11 Januari 2023
JAKARTA – Pertanyaan telah diajukan oleh banyak orang tentang seperti apa prospek ekonomi tahun 2023. Hal ini logis setelah perekonomian Indonesia tumbuh kuat di tahun 2022.
Tetapi untuk mengevaluasi prospek Indonesia 2023, seseorang harus melalui pertanyaan-pertanyaan berikut:
Akankah bank sentral terus menaikkan suku bunga tahun ini untuk melawan inflasi?

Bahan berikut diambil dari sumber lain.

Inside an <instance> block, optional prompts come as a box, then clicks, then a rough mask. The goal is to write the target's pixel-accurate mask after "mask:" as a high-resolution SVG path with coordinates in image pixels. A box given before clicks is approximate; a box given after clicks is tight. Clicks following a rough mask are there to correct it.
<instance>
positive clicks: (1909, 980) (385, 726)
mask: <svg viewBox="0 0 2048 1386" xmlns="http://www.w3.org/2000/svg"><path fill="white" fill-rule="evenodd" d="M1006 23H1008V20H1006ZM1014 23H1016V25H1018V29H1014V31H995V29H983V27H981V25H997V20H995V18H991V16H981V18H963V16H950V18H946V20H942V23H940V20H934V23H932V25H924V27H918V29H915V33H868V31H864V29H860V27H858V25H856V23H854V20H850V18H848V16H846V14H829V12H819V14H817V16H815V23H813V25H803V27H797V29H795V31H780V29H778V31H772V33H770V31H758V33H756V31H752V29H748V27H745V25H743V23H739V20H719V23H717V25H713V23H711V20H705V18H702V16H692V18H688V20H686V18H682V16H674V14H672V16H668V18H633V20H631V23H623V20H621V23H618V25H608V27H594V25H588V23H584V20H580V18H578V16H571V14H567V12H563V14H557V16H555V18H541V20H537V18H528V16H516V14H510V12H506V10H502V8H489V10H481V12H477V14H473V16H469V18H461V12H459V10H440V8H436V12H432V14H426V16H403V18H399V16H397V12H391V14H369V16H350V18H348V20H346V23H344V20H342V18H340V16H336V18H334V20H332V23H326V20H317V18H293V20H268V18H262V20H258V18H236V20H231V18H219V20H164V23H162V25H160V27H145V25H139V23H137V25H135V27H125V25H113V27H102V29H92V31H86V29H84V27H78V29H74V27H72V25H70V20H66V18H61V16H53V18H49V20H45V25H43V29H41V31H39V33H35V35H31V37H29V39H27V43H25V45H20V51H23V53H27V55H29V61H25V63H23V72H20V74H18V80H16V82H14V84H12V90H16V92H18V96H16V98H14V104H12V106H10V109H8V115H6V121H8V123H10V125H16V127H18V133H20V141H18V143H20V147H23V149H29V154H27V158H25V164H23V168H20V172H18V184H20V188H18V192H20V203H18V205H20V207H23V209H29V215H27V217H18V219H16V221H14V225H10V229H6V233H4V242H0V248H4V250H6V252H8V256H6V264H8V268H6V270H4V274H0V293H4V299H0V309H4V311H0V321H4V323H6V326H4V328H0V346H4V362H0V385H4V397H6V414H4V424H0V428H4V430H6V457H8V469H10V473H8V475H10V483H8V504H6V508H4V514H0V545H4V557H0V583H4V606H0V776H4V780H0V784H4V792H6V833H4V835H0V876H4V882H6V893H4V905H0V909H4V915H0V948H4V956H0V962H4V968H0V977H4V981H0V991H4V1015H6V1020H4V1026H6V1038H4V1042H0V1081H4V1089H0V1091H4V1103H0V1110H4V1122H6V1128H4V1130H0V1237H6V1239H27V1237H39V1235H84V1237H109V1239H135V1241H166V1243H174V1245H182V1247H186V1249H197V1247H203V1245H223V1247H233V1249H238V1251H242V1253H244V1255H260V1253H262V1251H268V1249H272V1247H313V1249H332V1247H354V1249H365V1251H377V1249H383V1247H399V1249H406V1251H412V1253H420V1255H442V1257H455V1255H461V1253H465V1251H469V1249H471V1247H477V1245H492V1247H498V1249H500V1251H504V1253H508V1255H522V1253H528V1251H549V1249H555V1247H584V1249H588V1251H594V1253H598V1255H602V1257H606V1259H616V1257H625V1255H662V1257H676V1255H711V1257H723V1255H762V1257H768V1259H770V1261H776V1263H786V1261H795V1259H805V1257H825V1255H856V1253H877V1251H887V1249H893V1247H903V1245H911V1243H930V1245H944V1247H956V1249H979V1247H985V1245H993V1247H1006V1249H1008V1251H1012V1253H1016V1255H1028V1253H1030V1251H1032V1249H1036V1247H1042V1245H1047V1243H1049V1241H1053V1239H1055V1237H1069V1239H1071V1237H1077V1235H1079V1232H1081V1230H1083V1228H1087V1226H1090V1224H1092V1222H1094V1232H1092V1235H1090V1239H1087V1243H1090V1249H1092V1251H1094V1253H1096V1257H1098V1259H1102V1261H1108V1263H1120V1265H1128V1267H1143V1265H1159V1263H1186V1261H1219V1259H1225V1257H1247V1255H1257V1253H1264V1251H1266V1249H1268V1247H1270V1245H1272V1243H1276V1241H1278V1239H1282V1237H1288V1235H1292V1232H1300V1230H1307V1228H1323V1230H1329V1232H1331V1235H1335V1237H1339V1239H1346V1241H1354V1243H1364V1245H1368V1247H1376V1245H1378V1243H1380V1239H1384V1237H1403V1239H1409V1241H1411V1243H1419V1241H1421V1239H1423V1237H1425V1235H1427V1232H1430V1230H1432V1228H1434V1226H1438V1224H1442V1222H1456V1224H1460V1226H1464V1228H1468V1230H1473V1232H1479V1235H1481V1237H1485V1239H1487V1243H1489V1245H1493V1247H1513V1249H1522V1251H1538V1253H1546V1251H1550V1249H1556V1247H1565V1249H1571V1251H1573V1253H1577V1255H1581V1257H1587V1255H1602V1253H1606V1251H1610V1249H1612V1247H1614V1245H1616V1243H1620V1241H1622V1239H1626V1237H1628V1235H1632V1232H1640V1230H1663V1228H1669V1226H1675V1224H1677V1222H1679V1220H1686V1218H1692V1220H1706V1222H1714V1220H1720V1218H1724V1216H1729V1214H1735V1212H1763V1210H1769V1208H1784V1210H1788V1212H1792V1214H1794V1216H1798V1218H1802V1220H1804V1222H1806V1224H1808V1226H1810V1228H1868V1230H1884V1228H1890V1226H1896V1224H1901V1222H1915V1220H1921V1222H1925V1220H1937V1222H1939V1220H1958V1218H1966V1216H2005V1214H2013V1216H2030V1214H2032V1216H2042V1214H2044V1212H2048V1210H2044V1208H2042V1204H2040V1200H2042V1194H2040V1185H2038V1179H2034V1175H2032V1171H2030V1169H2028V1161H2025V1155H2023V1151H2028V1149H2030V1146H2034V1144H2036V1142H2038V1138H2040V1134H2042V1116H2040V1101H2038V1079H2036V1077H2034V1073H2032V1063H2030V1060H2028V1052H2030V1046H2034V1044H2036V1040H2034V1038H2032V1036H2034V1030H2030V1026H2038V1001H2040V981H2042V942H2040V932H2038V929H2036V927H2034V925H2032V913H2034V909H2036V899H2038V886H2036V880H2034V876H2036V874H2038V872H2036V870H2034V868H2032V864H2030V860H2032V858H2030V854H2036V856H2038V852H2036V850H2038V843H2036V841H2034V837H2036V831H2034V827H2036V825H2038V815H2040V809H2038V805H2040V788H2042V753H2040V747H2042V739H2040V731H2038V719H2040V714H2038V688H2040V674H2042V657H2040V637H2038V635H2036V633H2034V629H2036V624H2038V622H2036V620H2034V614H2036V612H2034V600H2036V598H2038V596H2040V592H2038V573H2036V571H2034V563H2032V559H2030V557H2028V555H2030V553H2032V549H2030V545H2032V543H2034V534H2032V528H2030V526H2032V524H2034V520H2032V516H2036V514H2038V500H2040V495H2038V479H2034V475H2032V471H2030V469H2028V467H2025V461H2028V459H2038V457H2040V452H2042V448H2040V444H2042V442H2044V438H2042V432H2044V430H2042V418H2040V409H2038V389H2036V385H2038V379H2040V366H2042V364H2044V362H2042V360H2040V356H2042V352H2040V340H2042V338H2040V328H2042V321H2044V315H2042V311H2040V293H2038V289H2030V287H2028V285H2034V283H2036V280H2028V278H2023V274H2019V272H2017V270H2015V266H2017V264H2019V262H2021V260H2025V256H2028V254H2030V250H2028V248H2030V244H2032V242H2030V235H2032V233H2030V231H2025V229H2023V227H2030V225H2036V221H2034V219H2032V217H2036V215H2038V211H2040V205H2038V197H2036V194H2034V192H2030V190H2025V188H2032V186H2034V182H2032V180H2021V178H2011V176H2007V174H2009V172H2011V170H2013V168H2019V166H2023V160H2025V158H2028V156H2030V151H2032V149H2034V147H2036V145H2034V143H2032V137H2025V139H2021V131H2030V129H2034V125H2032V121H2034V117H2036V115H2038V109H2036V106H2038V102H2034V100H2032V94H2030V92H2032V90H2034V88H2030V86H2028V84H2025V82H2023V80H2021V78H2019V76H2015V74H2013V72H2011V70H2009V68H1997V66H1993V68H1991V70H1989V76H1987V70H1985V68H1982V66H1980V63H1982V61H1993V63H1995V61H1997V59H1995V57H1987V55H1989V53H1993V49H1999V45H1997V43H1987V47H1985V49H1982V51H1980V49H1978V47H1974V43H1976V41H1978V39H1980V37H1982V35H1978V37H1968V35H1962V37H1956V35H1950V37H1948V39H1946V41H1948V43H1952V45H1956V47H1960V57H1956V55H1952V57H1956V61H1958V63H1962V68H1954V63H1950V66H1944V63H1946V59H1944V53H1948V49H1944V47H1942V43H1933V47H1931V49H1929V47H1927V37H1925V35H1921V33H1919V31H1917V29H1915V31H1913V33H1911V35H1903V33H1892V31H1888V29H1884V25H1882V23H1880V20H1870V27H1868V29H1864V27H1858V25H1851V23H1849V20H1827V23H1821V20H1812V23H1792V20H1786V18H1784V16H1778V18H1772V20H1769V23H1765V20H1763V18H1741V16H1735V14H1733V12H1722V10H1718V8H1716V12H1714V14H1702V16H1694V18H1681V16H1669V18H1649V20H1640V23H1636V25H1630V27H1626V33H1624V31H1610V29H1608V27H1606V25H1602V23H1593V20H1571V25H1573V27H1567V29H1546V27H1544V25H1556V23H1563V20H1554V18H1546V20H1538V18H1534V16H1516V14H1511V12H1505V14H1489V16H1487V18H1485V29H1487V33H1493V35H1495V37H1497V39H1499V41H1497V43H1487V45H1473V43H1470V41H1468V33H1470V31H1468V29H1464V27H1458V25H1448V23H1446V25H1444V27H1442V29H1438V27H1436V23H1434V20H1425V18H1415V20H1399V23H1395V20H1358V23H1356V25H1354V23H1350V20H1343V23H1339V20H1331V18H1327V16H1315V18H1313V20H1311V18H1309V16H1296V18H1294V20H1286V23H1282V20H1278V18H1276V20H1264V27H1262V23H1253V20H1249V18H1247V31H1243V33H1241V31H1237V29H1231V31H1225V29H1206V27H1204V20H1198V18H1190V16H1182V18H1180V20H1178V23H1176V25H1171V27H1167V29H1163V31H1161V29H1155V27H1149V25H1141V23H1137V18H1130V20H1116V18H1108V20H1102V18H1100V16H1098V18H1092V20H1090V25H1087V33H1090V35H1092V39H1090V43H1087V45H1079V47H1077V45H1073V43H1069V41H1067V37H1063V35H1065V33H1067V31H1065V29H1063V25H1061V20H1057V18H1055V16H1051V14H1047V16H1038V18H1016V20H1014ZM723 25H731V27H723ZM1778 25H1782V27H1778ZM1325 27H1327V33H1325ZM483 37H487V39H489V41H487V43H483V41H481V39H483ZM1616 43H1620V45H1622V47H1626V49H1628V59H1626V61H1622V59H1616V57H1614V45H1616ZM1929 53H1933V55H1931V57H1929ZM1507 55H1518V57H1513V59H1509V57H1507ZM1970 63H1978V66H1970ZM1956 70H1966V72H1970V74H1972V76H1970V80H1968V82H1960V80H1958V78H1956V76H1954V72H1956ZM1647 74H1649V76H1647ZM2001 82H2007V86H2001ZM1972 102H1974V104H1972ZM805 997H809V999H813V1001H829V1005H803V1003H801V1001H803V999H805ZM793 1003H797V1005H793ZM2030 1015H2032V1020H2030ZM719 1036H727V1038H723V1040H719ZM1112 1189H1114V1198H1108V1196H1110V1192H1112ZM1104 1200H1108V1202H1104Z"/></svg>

Apakah pengetatan moneter yang terus berlanjut akan menyebabkan kemerosotan ekonomi atau bahkan resesi? Secara historis, diperlukan waktu beberapa bulan agar pengetatan kebijakan dapat berdampak pada perekonomian, lalu apakah perlambatan atau resesi akan terjadi pada paruh kedua tahun ini? Dan jika hal ini benar-benar terjadi, seberapa parah atau sedangkah perlambatan atau resesi tersebut? Akankah perang di Ukraina berakhir? Bagaimana dengan perekonomian Tiongkok setelah pemerintahnya mengabaikan kebijakan ketat nol-COVID, mencabut pembatasan sosial, dan mulai membuka perekonomiannya? Akankah hal ini mengembalikan lintasan ekonomi Tiongkok ke pertumbuhan yang lebih tinggi, sehingga memicu kenaikan harga bahan mentah dan energi?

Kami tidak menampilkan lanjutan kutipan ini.